De revoyures en revoyures
Tout s'est effiloché
Comme cessent leur aventure
Cailloux qui ont trop ricoché.
Le temps et la distance ont su
Distendre tous nos liens ;
Jamais ne l'eût-on cru
Mais il ne sert à rien
De nier l'évidence :
Notre amitié est souvenance.
Te rappelles-tu Jeannot
Nos arcs artisanaux,
Nos blagues, nos parents effarés ?
Batailles d' yaourt
Et culottes courtes,
Bon sang qu'on savait se marrer !
Et toi mon ami Hans,
Le temps des confidences
Tandis qu'on s'éprenait sans cesse
De filles dont on faisait des princesses ?

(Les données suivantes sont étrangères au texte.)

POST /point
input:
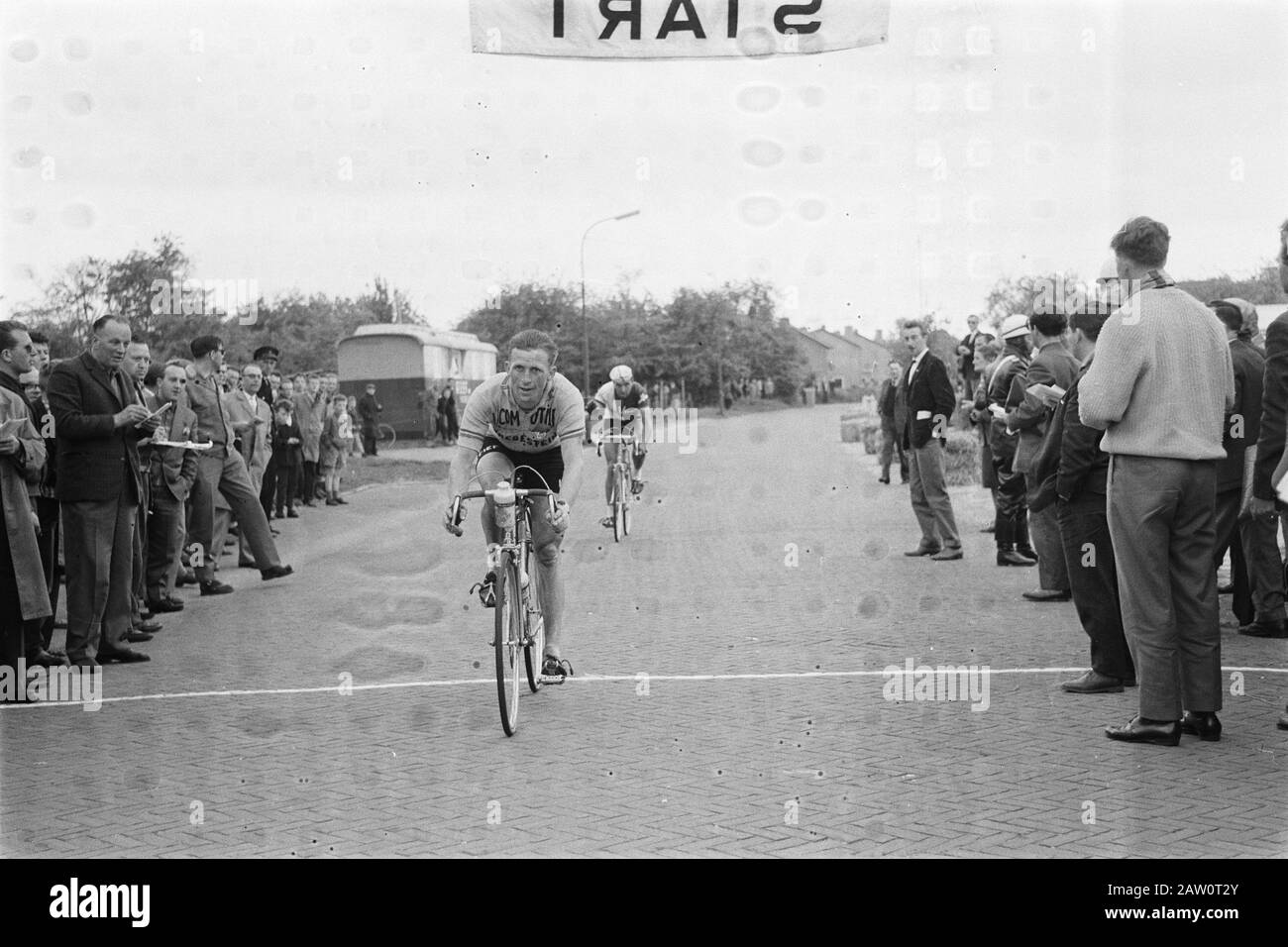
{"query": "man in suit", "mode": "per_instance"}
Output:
(1258, 594)
(222, 471)
(138, 360)
(892, 438)
(98, 423)
(1052, 365)
(171, 474)
(24, 596)
(1262, 504)
(252, 420)
(927, 401)
(1082, 480)
(966, 357)
(1159, 386)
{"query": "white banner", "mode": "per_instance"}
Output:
(674, 29)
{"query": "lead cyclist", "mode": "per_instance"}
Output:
(625, 402)
(527, 416)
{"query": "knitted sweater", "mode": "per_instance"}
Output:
(1162, 379)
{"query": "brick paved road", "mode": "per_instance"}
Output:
(739, 766)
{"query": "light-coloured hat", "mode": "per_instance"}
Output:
(1016, 325)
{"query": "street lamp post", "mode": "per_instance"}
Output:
(585, 326)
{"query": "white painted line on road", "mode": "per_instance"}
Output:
(581, 680)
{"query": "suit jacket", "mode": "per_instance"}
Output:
(97, 460)
(1274, 408)
(1083, 467)
(1244, 418)
(205, 398)
(928, 397)
(175, 467)
(16, 472)
(254, 438)
(1052, 365)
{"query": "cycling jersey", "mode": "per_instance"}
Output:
(490, 411)
(614, 407)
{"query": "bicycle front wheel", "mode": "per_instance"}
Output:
(509, 642)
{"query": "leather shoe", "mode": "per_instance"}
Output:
(1141, 731)
(1093, 682)
(1047, 595)
(1265, 629)
(46, 659)
(1203, 724)
(1009, 557)
(125, 656)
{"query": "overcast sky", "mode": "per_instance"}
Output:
(868, 184)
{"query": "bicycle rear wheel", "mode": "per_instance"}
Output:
(509, 634)
(533, 651)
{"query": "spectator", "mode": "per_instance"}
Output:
(1269, 466)
(171, 474)
(1052, 365)
(926, 402)
(98, 424)
(890, 440)
(252, 421)
(1012, 527)
(334, 446)
(1159, 386)
(40, 631)
(222, 471)
(286, 455)
(24, 594)
(369, 414)
(1081, 486)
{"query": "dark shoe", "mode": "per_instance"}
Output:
(922, 551)
(1141, 731)
(1265, 629)
(1202, 724)
(1093, 682)
(124, 656)
(487, 590)
(46, 659)
(1009, 557)
(1047, 595)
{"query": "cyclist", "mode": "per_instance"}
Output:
(623, 401)
(528, 416)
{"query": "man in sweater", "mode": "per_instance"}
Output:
(923, 403)
(1159, 386)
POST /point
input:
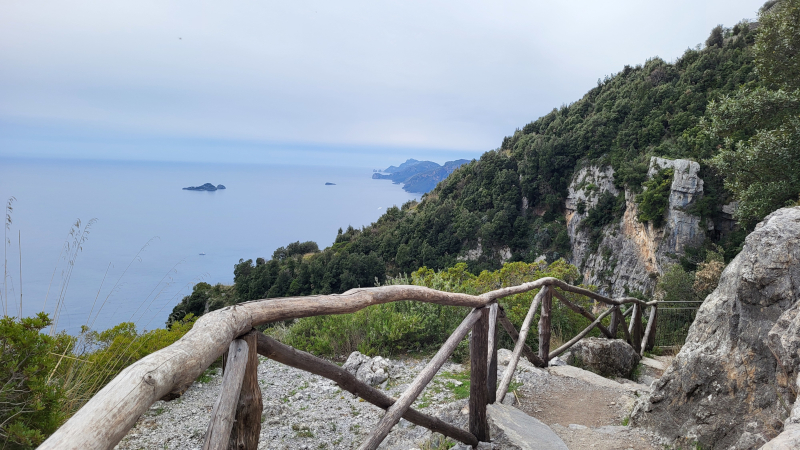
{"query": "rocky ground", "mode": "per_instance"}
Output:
(305, 411)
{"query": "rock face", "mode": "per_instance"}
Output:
(606, 357)
(204, 187)
(726, 388)
(631, 255)
(372, 371)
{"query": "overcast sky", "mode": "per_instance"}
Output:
(329, 82)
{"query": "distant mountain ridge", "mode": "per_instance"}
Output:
(419, 177)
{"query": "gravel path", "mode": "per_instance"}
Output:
(301, 411)
(305, 411)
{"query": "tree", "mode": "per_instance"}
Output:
(760, 159)
(715, 39)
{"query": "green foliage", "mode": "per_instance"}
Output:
(653, 202)
(204, 298)
(417, 326)
(760, 126)
(676, 285)
(29, 399)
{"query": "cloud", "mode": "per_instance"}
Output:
(452, 76)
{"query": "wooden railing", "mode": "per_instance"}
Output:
(236, 416)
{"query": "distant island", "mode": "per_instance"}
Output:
(205, 187)
(418, 177)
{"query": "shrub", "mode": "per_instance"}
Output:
(653, 202)
(29, 399)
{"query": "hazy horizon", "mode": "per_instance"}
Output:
(336, 84)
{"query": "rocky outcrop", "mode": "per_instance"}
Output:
(606, 357)
(372, 371)
(631, 255)
(732, 384)
(204, 187)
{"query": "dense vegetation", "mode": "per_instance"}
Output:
(45, 378)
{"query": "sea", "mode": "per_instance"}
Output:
(97, 243)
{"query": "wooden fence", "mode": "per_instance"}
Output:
(236, 417)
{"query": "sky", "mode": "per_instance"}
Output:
(323, 82)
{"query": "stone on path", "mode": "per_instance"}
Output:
(523, 430)
(597, 380)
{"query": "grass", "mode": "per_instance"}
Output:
(302, 431)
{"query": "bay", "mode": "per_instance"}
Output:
(142, 251)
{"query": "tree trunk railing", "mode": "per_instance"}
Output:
(236, 417)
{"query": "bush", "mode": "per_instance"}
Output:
(653, 202)
(29, 398)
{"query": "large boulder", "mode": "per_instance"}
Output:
(730, 386)
(606, 357)
(372, 371)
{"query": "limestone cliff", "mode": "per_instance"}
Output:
(630, 254)
(733, 383)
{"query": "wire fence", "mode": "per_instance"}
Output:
(674, 319)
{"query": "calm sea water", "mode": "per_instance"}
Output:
(142, 254)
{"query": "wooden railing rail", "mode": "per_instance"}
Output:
(236, 418)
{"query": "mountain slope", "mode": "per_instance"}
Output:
(511, 204)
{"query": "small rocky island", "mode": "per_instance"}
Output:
(205, 187)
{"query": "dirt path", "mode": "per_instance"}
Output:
(584, 414)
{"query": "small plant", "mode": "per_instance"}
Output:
(207, 376)
(302, 430)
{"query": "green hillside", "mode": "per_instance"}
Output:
(512, 199)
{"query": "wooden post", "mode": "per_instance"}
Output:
(247, 428)
(478, 392)
(649, 334)
(305, 361)
(580, 335)
(582, 311)
(491, 376)
(614, 325)
(544, 326)
(636, 328)
(624, 325)
(222, 416)
(526, 350)
(512, 364)
(402, 404)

Canifs, entailles et serments de sang,
Courses folles, nous heureux, hennissant.
Et vous, Gaston, Fernand,
Vous souv'nez-vous d'avant
Qu'on ait passé le grand tournant ?
Celui qui a fait qu'on est dev'nus grands.
De revoyures en revoyures
Nous nous sommes perdus.
Tombés dans la sciure
Ou balancés comme pendus.
Le temps et la distance ont su
Sans qu'on n' soupçonne rien
Sucer comme sangsues
La fibre de nos liens
Et reste l'évidence :
On a péché par négligence.
Vous rappe'lez-vous les gars
Comme on était gagas
Et combien tous cinq on s'aimait ?
C'était certain
Que le destin
Ne nous séparerait jamais !
Parfum d'éternité,
Soudés l'on a chanté
Brassens et « Les copains d'abord » :
Notre amitié n' pouvait virer d' bord.
Quand a cessé le temps des billes
Est v'nu l' temps des émois, des filles.
Mais rien n'a entamé,
Même de filles affamés,
Le doux bonheur de nous aimer :
Sereins, l'on n' s'est jamais alarmés.
De revoyures en revoyures
Toujours plus espacées,
Tout a pris une tournure
Qui nous a trahis dépassés.
De lettres mortes en lettres mortes,
L'amertume a gagné :
Vos visages qui m'importent
Se sont comme éborgnés ;
Je n'ai reçu de signe et
M'y suis bêtement résigné.
Pourtant quand le facteur
Eteignait son moteur,
Je comptais ses pas dans l'allée :
Ils résonnaient,
Je m' raisonnais,
Bien qu' j' sentais mon coeur s'emballer !
J'avais espoir que sonne
Chaque soir mon téléphone
Et que j'entendrais l'un de vous
Mais chaque fois, c'était pour des clous !
Je me suis fait à votre absence
N'ai pas combattu vos silences :
J'ai cessé d'espérer
Et parent effaré,
Je me suis entier consacré
A mes enfants : de nous les portraits !
Nos ultimes revoyures
Souillure et vomissures
J'suis là, Jean, mais tu vas crever.
De la mort la morsure,
L'issue hélas est sûre,
Il n'est plus rien pour te sauver.
Et moi à ton chevet
Sais que ce qu'on rêvait
De vivre est à jamais perdu
Et d'espoir
Eperdu
Je brûle de vous revoir,
Vous trois à qui je pense :
Gaston, Fernand et Hans.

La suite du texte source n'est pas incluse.